Sikander Brohi, who edited the book in 2018, pointed out that Brahui was the language spoken by the majority of the populace of the peoples of Balochistan even in 1911, but was declared ‘threatened’ by Unesco in 2014. “Brahui Academy in Pakistan conducted an international conference in 2014, and many scholars from across the globe, including from India, presented papers at the event. Indian scholars travelled to Pakistan despite struggling to get funds to travel, and the hurdles that lay in the way of getting a visa to the country given the tensions prevailing between the two nations. We have compiled all those papers, and published a book on Brahui language, which reinforces the linguistic ties between Brahui and South Indian languages, including Kannada,” Brohi told TOI.
In his paper published in the book, Brohi writes, “Brahui belongs to the Northwestern group of Dravidian languages, and apparently closely related to languages categorised under the Northeastern group. The latter includes Malto, Kurukh among others. Brahui is more distantly related to the Gondwana group of languages, which includes Kui, Krvi, Monda, Penga, Konda and Gondi, and even more distantly related to the central group of languages, among which are counted Pargi, Gadaba, Kolami and Naiki. Languages spoken in the Southwestern region of India – Telugu, for instance – and those classified under the Southern group, which includes Kuruba, Kannada, Kodava, Kota, Tamil and Malayalam, are all distantly related to Brahui.”
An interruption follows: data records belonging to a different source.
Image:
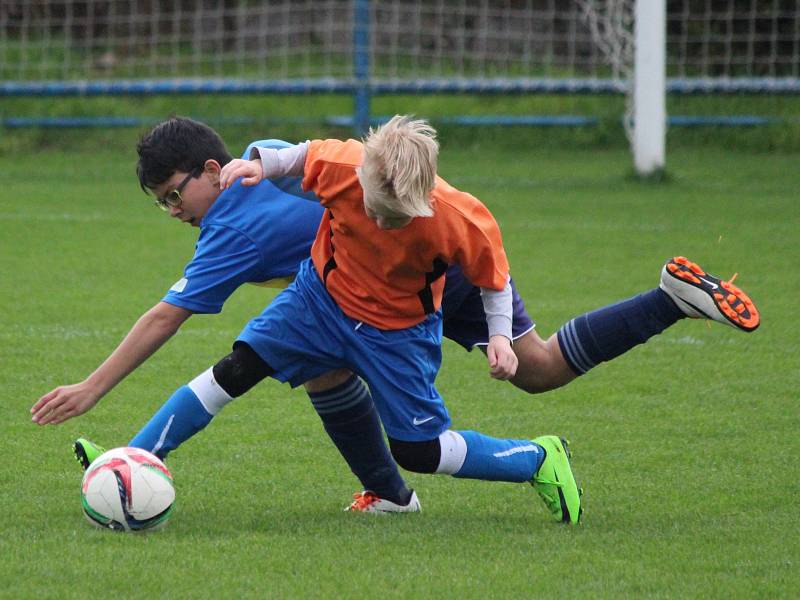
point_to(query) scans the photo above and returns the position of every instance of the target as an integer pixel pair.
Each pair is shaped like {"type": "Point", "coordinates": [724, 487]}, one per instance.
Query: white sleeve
{"type": "Point", "coordinates": [499, 310]}
{"type": "Point", "coordinates": [281, 162]}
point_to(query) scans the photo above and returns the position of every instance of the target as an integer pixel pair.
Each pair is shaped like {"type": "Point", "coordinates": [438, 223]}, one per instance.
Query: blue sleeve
{"type": "Point", "coordinates": [224, 259]}
{"type": "Point", "coordinates": [290, 185]}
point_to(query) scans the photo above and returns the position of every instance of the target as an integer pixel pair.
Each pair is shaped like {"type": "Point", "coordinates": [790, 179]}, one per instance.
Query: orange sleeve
{"type": "Point", "coordinates": [480, 250]}
{"type": "Point", "coordinates": [330, 167]}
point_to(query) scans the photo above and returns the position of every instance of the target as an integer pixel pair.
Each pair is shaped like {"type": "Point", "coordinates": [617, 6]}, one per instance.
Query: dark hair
{"type": "Point", "coordinates": [177, 144]}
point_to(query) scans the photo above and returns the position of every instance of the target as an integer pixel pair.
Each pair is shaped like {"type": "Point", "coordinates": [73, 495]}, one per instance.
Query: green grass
{"type": "Point", "coordinates": [687, 447]}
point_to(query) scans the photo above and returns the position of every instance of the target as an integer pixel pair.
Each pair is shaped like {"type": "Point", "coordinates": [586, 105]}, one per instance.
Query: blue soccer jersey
{"type": "Point", "coordinates": [258, 234]}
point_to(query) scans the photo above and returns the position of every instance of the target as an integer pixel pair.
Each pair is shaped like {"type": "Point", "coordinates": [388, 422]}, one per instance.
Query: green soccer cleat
{"type": "Point", "coordinates": [555, 482]}
{"type": "Point", "coordinates": [86, 452]}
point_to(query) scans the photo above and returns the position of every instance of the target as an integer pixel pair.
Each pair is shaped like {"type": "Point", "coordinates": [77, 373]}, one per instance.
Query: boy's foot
{"type": "Point", "coordinates": [86, 452]}
{"type": "Point", "coordinates": [555, 482]}
{"type": "Point", "coordinates": [700, 295]}
{"type": "Point", "coordinates": [369, 502]}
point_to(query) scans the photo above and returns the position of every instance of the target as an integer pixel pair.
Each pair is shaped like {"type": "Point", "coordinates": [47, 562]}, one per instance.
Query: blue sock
{"type": "Point", "coordinates": [493, 459]}
{"type": "Point", "coordinates": [604, 334]}
{"type": "Point", "coordinates": [182, 416]}
{"type": "Point", "coordinates": [350, 419]}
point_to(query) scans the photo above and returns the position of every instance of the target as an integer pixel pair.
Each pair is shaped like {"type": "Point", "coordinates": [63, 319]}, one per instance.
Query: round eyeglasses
{"type": "Point", "coordinates": [174, 199]}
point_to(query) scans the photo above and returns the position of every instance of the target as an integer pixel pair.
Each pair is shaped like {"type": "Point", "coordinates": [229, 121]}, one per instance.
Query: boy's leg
{"type": "Point", "coordinates": [601, 335]}
{"type": "Point", "coordinates": [401, 367]}
{"type": "Point", "coordinates": [193, 406]}
{"type": "Point", "coordinates": [543, 462]}
{"type": "Point", "coordinates": [346, 410]}
{"type": "Point", "coordinates": [348, 415]}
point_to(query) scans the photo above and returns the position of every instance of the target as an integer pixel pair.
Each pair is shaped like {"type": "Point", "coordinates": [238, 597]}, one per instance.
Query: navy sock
{"type": "Point", "coordinates": [604, 334]}
{"type": "Point", "coordinates": [350, 419]}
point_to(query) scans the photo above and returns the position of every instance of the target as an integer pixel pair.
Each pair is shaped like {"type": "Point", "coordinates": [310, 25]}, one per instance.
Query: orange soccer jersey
{"type": "Point", "coordinates": [391, 279]}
Brohi has cited extensively from Ferdinand Bork’s German-Brahui dictionary, which contains the meaning of Brahui words in, besides German, Tamil, Telugu, Kannada and Malayalam. This book highlights the similarity between words for the eye (‘kannu’ in Kannada is ‘khan’ in Brahui), leg (‘kaalu’ in Kannada; kaal in Brahui) and mouth (‘baayi’ in Kannada, for which the Brahui equivalent is ‘baa’).
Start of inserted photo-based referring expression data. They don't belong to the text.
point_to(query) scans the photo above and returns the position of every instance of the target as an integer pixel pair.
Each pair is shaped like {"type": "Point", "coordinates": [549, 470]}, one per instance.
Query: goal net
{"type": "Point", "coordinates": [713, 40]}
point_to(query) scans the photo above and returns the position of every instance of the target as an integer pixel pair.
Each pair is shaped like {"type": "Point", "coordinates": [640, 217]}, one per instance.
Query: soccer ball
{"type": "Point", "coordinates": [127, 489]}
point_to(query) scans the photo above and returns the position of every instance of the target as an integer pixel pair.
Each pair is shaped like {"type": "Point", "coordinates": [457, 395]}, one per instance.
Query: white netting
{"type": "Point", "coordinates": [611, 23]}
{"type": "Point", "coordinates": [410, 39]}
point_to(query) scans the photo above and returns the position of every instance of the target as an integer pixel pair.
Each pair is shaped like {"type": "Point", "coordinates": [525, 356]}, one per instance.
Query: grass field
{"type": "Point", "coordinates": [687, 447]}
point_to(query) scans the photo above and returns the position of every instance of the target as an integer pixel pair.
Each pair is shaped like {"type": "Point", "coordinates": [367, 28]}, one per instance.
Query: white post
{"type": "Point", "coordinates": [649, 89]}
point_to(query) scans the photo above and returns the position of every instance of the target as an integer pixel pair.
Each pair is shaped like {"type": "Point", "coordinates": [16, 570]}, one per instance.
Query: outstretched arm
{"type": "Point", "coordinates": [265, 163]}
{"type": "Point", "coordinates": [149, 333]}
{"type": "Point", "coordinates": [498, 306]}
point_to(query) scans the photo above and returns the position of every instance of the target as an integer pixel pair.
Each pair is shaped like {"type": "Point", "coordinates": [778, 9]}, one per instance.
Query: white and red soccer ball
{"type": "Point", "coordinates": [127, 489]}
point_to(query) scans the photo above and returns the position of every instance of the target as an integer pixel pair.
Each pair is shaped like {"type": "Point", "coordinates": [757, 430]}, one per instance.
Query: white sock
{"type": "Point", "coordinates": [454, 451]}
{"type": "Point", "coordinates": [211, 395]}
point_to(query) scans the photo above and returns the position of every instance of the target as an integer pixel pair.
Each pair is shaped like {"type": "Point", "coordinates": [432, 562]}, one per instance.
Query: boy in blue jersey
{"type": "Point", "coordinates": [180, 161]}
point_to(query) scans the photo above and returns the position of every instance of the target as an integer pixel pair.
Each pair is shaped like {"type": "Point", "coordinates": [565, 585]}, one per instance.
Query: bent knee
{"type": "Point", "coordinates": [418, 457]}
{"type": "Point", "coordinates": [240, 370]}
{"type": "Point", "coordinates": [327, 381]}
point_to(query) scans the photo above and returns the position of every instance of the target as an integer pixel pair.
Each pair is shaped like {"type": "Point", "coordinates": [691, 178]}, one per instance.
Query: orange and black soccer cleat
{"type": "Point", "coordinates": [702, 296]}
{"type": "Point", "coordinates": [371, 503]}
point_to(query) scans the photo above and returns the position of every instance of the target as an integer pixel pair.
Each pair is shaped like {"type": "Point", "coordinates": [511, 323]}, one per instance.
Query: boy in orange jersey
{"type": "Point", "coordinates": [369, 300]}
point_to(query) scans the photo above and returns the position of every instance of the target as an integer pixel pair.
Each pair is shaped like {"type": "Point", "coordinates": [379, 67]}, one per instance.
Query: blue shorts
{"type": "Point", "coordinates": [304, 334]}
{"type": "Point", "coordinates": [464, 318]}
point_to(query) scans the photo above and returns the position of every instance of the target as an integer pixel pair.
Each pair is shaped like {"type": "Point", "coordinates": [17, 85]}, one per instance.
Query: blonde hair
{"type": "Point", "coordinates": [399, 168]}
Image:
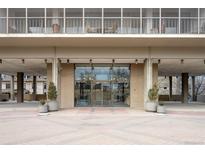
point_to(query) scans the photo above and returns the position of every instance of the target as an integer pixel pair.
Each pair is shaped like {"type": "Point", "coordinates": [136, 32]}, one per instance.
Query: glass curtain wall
{"type": "Point", "coordinates": [102, 85]}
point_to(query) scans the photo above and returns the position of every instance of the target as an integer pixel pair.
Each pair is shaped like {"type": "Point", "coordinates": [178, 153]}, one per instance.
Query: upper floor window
{"type": "Point", "coordinates": [74, 12]}
{"type": "Point", "coordinates": [189, 12]}
{"type": "Point", "coordinates": [202, 12]}
{"type": "Point", "coordinates": [54, 12]}
{"type": "Point", "coordinates": [3, 12]}
{"type": "Point", "coordinates": [112, 12]}
{"type": "Point", "coordinates": [150, 12]}
{"type": "Point", "coordinates": [17, 12]}
{"type": "Point", "coordinates": [93, 12]}
{"type": "Point", "coordinates": [170, 12]}
{"type": "Point", "coordinates": [36, 12]}
{"type": "Point", "coordinates": [131, 12]}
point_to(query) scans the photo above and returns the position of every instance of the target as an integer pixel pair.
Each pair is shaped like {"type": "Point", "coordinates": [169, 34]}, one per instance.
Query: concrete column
{"type": "Point", "coordinates": [67, 86]}
{"type": "Point", "coordinates": [137, 86]}
{"type": "Point", "coordinates": [0, 84]}
{"type": "Point", "coordinates": [34, 87]}
{"type": "Point", "coordinates": [55, 72]}
{"type": "Point", "coordinates": [49, 74]}
{"type": "Point", "coordinates": [12, 88]}
{"type": "Point", "coordinates": [20, 87]}
{"type": "Point", "coordinates": [170, 88]}
{"type": "Point", "coordinates": [185, 78]}
{"type": "Point", "coordinates": [148, 75]}
{"type": "Point", "coordinates": [194, 97]}
{"type": "Point", "coordinates": [154, 73]}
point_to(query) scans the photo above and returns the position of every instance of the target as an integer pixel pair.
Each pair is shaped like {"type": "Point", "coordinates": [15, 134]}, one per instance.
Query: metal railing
{"type": "Point", "coordinates": [107, 25]}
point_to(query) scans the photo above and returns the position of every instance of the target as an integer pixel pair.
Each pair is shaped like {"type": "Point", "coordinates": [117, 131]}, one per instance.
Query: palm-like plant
{"type": "Point", "coordinates": [153, 93]}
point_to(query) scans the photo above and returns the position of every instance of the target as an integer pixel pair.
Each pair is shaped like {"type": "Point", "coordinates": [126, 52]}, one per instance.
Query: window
{"type": "Point", "coordinates": [189, 12]}
{"type": "Point", "coordinates": [74, 12]}
{"type": "Point", "coordinates": [112, 12]}
{"type": "Point", "coordinates": [170, 12]}
{"type": "Point", "coordinates": [17, 12]}
{"type": "Point", "coordinates": [150, 12]}
{"type": "Point", "coordinates": [93, 12]}
{"type": "Point", "coordinates": [36, 12]}
{"type": "Point", "coordinates": [8, 86]}
{"type": "Point", "coordinates": [131, 12]}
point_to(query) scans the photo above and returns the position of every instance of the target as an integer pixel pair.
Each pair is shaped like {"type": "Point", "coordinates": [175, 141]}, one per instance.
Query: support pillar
{"type": "Point", "coordinates": [34, 87]}
{"type": "Point", "coordinates": [194, 97]}
{"type": "Point", "coordinates": [170, 88]}
{"type": "Point", "coordinates": [137, 86]}
{"type": "Point", "coordinates": [12, 88]}
{"type": "Point", "coordinates": [148, 81]}
{"type": "Point", "coordinates": [20, 87]}
{"type": "Point", "coordinates": [185, 89]}
{"type": "Point", "coordinates": [66, 86]}
{"type": "Point", "coordinates": [0, 84]}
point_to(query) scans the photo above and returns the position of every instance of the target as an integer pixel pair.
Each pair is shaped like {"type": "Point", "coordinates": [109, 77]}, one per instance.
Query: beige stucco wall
{"type": "Point", "coordinates": [137, 86]}
{"type": "Point", "coordinates": [67, 86]}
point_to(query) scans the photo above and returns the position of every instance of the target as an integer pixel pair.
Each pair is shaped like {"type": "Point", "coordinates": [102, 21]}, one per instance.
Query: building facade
{"type": "Point", "coordinates": [103, 56]}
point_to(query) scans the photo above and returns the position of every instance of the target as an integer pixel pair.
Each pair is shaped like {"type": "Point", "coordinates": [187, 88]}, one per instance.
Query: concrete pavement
{"type": "Point", "coordinates": [21, 124]}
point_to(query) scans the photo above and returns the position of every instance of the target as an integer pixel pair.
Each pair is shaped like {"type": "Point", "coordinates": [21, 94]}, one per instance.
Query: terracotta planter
{"type": "Point", "coordinates": [43, 108]}
{"type": "Point", "coordinates": [161, 109]}
{"type": "Point", "coordinates": [151, 106]}
{"type": "Point", "coordinates": [53, 106]}
{"type": "Point", "coordinates": [56, 28]}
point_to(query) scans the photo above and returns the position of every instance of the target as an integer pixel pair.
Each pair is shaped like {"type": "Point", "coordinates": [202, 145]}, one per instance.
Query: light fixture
{"type": "Point", "coordinates": [136, 61]}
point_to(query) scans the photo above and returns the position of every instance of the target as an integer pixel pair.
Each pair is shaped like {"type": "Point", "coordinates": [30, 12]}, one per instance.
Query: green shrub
{"type": "Point", "coordinates": [52, 93]}
{"type": "Point", "coordinates": [153, 93]}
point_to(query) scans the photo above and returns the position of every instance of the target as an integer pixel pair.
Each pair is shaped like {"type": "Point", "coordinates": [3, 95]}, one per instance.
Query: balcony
{"type": "Point", "coordinates": [102, 21]}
In another paper titled ‘Ancestral Dravidian Languages in Indus Civilisation: Ultra Conserved Dravidian Tooth-Word Reveals Deep Linguistic Ancestry and Supports Genetics’ by Bahata Ansumali Mukhopadhyay, an independent researcher and published in the Nature Group journal under the ‘Humanities and Social Communication’ category. In this paper, it has been posited that Dravidian languages, including Kannada, although spoken predominantly in South India, these had scattered representation in Northwestern, Northeastern and Central parts of the Indian Sub-Continent.
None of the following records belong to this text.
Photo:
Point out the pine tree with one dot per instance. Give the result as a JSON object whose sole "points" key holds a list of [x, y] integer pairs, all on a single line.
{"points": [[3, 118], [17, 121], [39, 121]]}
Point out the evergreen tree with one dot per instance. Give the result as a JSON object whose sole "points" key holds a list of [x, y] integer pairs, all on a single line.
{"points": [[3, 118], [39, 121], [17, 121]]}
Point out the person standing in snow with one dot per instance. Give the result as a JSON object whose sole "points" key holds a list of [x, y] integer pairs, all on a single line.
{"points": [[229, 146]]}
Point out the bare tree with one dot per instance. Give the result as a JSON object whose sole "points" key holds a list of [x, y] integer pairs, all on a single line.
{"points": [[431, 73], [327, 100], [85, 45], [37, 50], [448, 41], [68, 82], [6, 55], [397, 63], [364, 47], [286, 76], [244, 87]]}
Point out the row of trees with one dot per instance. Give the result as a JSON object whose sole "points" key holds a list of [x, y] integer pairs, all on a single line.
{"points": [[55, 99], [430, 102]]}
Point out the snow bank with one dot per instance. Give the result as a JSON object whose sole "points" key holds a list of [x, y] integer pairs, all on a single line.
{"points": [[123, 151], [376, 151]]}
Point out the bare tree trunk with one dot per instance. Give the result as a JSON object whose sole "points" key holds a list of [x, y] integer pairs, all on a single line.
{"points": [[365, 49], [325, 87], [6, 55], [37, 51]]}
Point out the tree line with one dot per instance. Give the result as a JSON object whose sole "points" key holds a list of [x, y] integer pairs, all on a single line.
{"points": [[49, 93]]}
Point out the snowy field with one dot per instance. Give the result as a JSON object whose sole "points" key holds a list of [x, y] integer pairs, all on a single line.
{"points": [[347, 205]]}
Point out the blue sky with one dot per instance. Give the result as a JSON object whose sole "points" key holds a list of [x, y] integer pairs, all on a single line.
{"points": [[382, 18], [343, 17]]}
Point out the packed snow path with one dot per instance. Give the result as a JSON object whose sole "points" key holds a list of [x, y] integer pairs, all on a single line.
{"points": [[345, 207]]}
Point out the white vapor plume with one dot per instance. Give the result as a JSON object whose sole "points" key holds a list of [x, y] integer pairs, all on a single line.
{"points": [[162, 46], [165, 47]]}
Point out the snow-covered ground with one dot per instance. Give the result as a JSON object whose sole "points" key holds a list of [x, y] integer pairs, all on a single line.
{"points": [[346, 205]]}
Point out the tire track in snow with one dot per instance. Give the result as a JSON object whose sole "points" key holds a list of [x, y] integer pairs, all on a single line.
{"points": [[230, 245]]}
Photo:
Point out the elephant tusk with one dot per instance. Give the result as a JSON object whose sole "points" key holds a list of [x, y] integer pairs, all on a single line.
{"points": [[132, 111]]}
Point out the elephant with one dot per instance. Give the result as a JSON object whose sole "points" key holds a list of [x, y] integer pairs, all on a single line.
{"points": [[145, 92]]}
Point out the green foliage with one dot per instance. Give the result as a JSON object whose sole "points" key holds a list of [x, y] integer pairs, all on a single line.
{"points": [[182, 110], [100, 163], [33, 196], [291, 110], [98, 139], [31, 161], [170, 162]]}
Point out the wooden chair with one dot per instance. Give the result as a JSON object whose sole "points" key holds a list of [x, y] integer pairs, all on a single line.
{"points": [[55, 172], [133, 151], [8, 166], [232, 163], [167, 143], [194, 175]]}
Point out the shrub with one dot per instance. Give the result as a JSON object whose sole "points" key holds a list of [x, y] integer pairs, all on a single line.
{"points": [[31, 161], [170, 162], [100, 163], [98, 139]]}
Delhi-based Kannada scholar Purushottama Bilimale said that both the papers supported the hypothesis that speakers of the Dravidian languages were once spread across Northwest India. “Thus, a form of Proto-Dravidian or Proto-North Dravidian would have been spoken extensively in North India, before the advent of the Aryans. Apart from Dravidian languages surviving in some islands, they made way for the Aryan tongues before the Christian Era, after a period of bilingualism, which must have lasted many centuries,” Bilimale said.